I try corporate repentance, but it turns into throwing my neighbor under the bus – except that I am allowed to feel self-righteous while I’m doing it. (Where else am I allowed to shame people made in God’s image and baptize it as Holy Work, except in a cheap version of communal repentance?)
I do not know how to repent.
I am also not brave enough to repent.
I know that I “should,” and it is Advent, which is a time for repentance in the church year. I know. But I have repented incorrectly before, and had to repent of my repenting. And some days I am not brave enough to risk doing it wrong.
Also, I feel I have a legit claim to my finger pointing and anger, because of a lot of reasons, but mostly because I am a queer woman who grew up in fundamentalism, and so if anyone has a right to stand with Isaiah and bellow to God –
“Oh, that you would rend the heavens and come down!”
…it is me.
Like the prophet, I step outside of the community to critique the community. Rend the heavens, oh Lord, and make your name known to Your enemies!
May those who sin always be “they” and never “us.”
I am in hiding from that damning “us.” I would rather say “the sinners, them” then “the sinners, us.” And if it means that I will stand alone, isolated, outside of community, so be it. I’d rather be alone on this high horse than join that “us” of the sinners.
I can spot the moment in Isaiah where the prophet realizes he has to shift from prophetic justice to corporate repentance. Oh that you would rend the heavens and come down and make your name known to your enemies! he starts out, in one big long breath. Cause the nations to quake before you! Then, a pause, a breath, a beat. You come to the help of those who do rightly, the prophet says,
…and, it turns out, those who do rightly – are not us.
The prophet doesn’t say “them” this time. He says “us.”
“All of us have become like one who is unclean.”
“All of us have become like one.” The community of many becomes one, because of our sin. We are one, big, sinful unit.
I don’t want to belong like that.
Corporate repentance means sinking deeply into the heavy side of belonging. What a move for our prophet to make, from the safety of distance to the dark intimacy of this heavy, terrible belonging.
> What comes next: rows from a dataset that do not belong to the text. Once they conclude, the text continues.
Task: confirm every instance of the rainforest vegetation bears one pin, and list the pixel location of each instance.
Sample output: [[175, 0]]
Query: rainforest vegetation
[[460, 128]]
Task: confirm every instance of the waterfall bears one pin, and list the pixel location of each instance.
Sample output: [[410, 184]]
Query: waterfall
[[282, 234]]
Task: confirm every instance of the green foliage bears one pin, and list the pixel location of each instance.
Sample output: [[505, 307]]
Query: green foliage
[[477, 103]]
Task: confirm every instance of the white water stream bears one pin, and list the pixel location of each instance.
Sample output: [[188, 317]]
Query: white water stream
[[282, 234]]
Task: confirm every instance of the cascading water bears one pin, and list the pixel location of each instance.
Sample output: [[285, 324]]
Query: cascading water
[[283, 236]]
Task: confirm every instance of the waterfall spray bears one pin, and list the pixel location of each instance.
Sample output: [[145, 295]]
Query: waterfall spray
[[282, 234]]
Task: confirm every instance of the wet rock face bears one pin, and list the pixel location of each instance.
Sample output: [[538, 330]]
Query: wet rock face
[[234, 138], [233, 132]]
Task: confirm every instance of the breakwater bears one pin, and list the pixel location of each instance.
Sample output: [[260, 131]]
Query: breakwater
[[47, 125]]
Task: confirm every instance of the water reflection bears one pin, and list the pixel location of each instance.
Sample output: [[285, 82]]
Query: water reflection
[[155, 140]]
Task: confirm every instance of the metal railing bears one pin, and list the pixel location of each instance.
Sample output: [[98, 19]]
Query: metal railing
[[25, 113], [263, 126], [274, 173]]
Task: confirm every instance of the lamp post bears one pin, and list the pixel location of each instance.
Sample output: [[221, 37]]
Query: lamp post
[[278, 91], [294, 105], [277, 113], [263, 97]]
I would prefer to stay at a distance.
I am not that brave.
The prophet stays here for a minute. He sits in this damning belonging, letting the words gather weight, piling metaphor on metaphor like coins on a scale, drawing us further and further down. We are dead leaves. Filthy rags. Dirty.
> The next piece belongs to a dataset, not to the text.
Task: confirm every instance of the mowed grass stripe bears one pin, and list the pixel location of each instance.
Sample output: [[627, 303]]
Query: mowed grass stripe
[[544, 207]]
No wonder I do not want to belong. No wonder I do not want to repent.
Belonging, this time, is what condemns us.
The prophet has more to say about belonging before he is done, though.
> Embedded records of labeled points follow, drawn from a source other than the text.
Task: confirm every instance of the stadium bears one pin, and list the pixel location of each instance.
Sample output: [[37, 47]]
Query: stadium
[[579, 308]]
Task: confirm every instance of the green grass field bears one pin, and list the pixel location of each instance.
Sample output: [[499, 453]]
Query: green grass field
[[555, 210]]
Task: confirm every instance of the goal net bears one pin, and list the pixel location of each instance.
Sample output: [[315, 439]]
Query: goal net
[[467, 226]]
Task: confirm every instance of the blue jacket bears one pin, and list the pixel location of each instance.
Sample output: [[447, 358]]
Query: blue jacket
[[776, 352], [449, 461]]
Yet you, Lord, are our Father.
We are the clay, you are the potter;
we are all the work of your hand.
Oh, look on us, we pray,
for we are all your people.
God, save us, the prophet says. Because we belong to You. Because we are Yours. Are You going to forget that we belong to You? From the belonging of repentance, the prophet turns the belonging that he believes can save us. The belonging that is not damning, but salvific.
Grabbing hands with his people in the pit, brave enough to jump into the damning “us” instead of standing outside with false corporate repentance that is just condemning “they” –
the prophet looks up
from what must have felt like the end,
and with his hands in his people’s hands,
he is brave once again, to look up at God and say –
“Here I am.
No, here we are.
We have sinned.
I own this belonging.
But there is a deeper belonging that we are turning to.
Father.
Maker.
We are Yours.
We are Your family.
We are Your ‘chosen family.”
Don’t save us because we are good! Don’t save us even because we are good at repenting. Save us because we are Yours.
Through the darkness of the heavy belonging of corporate repentance, into the salvific belonging of God.
I can stand outside all day, isolated and condemning. Or I can leap down with my people, whatever that means, take hands, look at the sky, and remind God that we may belong to each other in sin, but we belong to God as God’s family.
Which is a very Advent thing to remember. Because Advent is repentance, but it is also a hopeful repentance, because we are looking and waiting for a God who did rend the heavens and come down – but came down to take hands with us, and say “humanity, we” and not “humanity, them.”